Decision trees are motivated by how real-world decisions are often made: not all at once, but through a sequence of smaller, simpler choices. Instead of evaluating every possible alternative simultaneously, an incremental decision-making model breaks a complex decision into manageable steps. At each step, only a limited set of alternatives is considered, and the immediate cost of that decision is minimized. By repeating this process, a complex decision can be resolved efficiently and transparently.

A familiar everyday example is deciding whether milk is still safe to use. The final outcome may be to discard the milk or to use it for baking, but reaching that outcome usually involves intermediate checks, such as smell, expiration date, or appearance. Each check narrows down the possibilities and reduces uncertainty. Decision trees formalize this kind of reasoning in a data-driven and replicable way.


From Intuition to Data-Driven Decisions

Rather than relying on intuition, guesswork, or trial and error, a decision tree constructs decision steps analytically. At each step, the algorithm considers one feature at a time and generates alternative splits based on observed data. These alternatives are replicable, meaning that the same data will always lead to the same decision rules.

The objective is not merely to split the data, but to do so in a way that makes the distributions of outcomes as different as possible across the resulting segments. These outcome distributions determine the expected costs or consequences of decisions made within each segment. In this sense, decision trees link data patterns directly to decision quality.

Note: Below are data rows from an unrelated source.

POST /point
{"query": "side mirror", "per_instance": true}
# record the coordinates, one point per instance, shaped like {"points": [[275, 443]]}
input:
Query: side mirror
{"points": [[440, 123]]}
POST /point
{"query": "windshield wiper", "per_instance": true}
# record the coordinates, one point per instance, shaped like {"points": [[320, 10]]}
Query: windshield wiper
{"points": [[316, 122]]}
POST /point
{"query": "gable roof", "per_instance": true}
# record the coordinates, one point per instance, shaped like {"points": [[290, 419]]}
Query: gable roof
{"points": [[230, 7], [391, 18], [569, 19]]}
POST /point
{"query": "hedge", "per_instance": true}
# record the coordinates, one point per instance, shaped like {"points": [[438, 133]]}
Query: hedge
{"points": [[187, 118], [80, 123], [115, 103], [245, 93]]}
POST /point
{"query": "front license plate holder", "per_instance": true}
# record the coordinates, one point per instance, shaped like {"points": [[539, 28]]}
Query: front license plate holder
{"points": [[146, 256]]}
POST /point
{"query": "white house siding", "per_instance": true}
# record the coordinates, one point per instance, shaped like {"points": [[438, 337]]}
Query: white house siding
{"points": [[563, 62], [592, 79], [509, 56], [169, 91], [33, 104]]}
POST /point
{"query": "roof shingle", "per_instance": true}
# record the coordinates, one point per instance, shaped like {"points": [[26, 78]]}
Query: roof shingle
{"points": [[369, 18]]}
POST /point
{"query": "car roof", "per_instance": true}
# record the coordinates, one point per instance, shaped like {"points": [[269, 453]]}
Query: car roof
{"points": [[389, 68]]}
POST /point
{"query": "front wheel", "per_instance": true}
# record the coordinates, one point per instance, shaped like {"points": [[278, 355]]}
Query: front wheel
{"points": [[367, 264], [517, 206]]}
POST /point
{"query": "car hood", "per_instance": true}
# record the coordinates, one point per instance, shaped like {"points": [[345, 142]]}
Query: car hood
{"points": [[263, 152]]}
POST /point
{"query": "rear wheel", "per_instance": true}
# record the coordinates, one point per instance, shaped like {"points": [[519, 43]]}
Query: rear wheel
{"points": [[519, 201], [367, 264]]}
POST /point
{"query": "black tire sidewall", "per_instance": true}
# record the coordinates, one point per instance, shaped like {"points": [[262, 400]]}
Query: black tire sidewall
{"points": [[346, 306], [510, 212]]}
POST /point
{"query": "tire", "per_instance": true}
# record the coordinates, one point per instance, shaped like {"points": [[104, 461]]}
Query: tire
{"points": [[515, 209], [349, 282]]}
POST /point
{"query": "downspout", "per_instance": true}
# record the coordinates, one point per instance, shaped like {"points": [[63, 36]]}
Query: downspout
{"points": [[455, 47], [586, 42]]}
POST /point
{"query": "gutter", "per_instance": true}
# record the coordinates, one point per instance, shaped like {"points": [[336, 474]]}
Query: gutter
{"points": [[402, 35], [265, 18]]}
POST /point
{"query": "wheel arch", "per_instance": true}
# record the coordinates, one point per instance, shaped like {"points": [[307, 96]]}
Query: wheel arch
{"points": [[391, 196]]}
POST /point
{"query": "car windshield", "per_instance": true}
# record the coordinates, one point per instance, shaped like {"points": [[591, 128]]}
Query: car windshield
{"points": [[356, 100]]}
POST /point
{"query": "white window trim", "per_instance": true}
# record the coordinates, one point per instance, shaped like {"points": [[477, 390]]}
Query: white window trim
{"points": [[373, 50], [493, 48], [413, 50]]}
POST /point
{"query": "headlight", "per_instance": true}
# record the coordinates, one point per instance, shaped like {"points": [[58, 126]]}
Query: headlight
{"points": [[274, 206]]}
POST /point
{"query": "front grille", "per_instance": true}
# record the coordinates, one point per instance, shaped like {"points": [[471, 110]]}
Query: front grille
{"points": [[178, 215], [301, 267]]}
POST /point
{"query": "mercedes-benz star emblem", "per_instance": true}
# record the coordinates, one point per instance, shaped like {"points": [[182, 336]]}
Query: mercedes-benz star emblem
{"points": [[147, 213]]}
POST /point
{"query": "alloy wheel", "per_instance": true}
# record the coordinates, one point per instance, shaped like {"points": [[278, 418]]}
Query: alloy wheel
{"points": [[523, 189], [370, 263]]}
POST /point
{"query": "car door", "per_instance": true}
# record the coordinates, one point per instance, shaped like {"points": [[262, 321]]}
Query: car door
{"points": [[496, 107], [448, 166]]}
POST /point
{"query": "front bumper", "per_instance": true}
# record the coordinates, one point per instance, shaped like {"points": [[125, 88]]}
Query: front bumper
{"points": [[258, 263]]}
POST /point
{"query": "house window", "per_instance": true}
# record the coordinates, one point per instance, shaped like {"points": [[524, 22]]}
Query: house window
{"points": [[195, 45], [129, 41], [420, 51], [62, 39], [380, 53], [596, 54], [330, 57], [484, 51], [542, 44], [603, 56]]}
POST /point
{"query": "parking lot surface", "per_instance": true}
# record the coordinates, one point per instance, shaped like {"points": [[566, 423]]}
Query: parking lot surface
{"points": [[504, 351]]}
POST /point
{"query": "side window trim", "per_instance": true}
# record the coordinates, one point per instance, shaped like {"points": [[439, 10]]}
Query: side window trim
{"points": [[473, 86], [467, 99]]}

Supervised Recursive Partitioning

Decision trees operate under supervision, meaning that a label variable is available. The algorithm uses this label to guide how the data should be partitioned. The core idea is recursive partitioning: the data are split into segments, and each segment may be split again using the same logic.

To understand this, consider a feature $x$ and a label $y$. When examining the values of $x$ alone, no obvious segmentation may be visible. However, once $y$ is plotted against $x$, distinct patterns may emerge. These patterns suggest that different ranges of $x$ correspond to systematically different values of $y$.


Identifying an Optimal Dividing Line

Suppose a single split is made at $x = x_0$, creating two segments: $S_1 = {x \le x_0}$ and $S_2 = {x > x_0}$. The goal is to choose $x_0$ such that the values of $y$ within each segment are more tightly clustered around their own segment means than around the overall mean of $y$.

Let $\bar{y}_1$ and $\bar{y}2$ denote the mean values of $y$ in $S_1$ and $S_2$, respectively, and let $\bar{y}$ denote the overall mean. The quality of a split is measured by the criterion $C = \sum{y \in S_1}(y – \bar{y}1)^2 + \sum{y \in S_2}(y – \bar{y}_2)^2$.

A split is considered beneficial if this quantity is smaller than the total variation $\sum (y – \bar{y})^2$. In essence, the algorithm seeks the dividing line that minimizes the within-segment sum of squared deviations.


A Straightforward Search Algorithm

To find the optimal split, the algorithm evaluates every possible candidate value of $x$ as a potential dividing line. For each candidate, the data are divided into left and right subsets, and the sum of squared deviations from the segment means is computed. The value of $x$ that yields the smallest value of $C$ is selected as the optimal split.

This exhaustive but simple procedure guarantees that the chosen split is optimal according to the specified criterion.


Recursive Splitting and Stopping Rules

After the first split is made, each resulting segment is examined separately. If a segment still exhibits variability in $y$, the same procedure is applied again within that segment. This recursive process continues until no further reduction in variability is possible.

When the sum of squared deviations within a segment reaches zero, all observations in that segment share the same value of $y$. At that point, further splitting is unnecessary, and the algorithm stops. The final result is a set of disjoint segments, each associated with a constant outcome.


Segments as Rules: Business Logic and Equations

Each segment produced by this process can be expressed either as a set of business rules or as a mathematical equation using indicator functions. For example, a rule-based description might specify outcomes using nested conditions on $x$, while an equivalent mathematical representation assigns values of $y$ using indicator functions $I(\cdot)$, where $I(b)=1$ if condition $b$ is true and $0$ otherwise.

This dual representation highlights an important strength of decision trees: they are both interpretable and formally precise.


Decision Trees as Rule-Based Models

At its core, a decision tree is a collection of rules that divide observations into mutually exclusive segments. Each rule corresponds to a path through the tree, defined by feature-based conditions. Across these segments, the distributions of the target variable are intentionally made as different as possible.

In fields such as medicine and public health, this approach is often referred to as recursive data partitioning. Regardless of the terminology, the underlying idea remains the same: complex decisions are simplified by breaking them into a sequence of data-driven, optimal choices.


Conceptual Summary

Decision trees formalize incremental decision-making by recursively partitioning data based on feature values. Each split is chosen to maximize separation in outcome distributions, thereby reducing uncertainty and decision cost. The resulting model consists of transparent, interpretable rules that can be applied consistently across similar data, making decision trees both analytically rigorous and practically useful.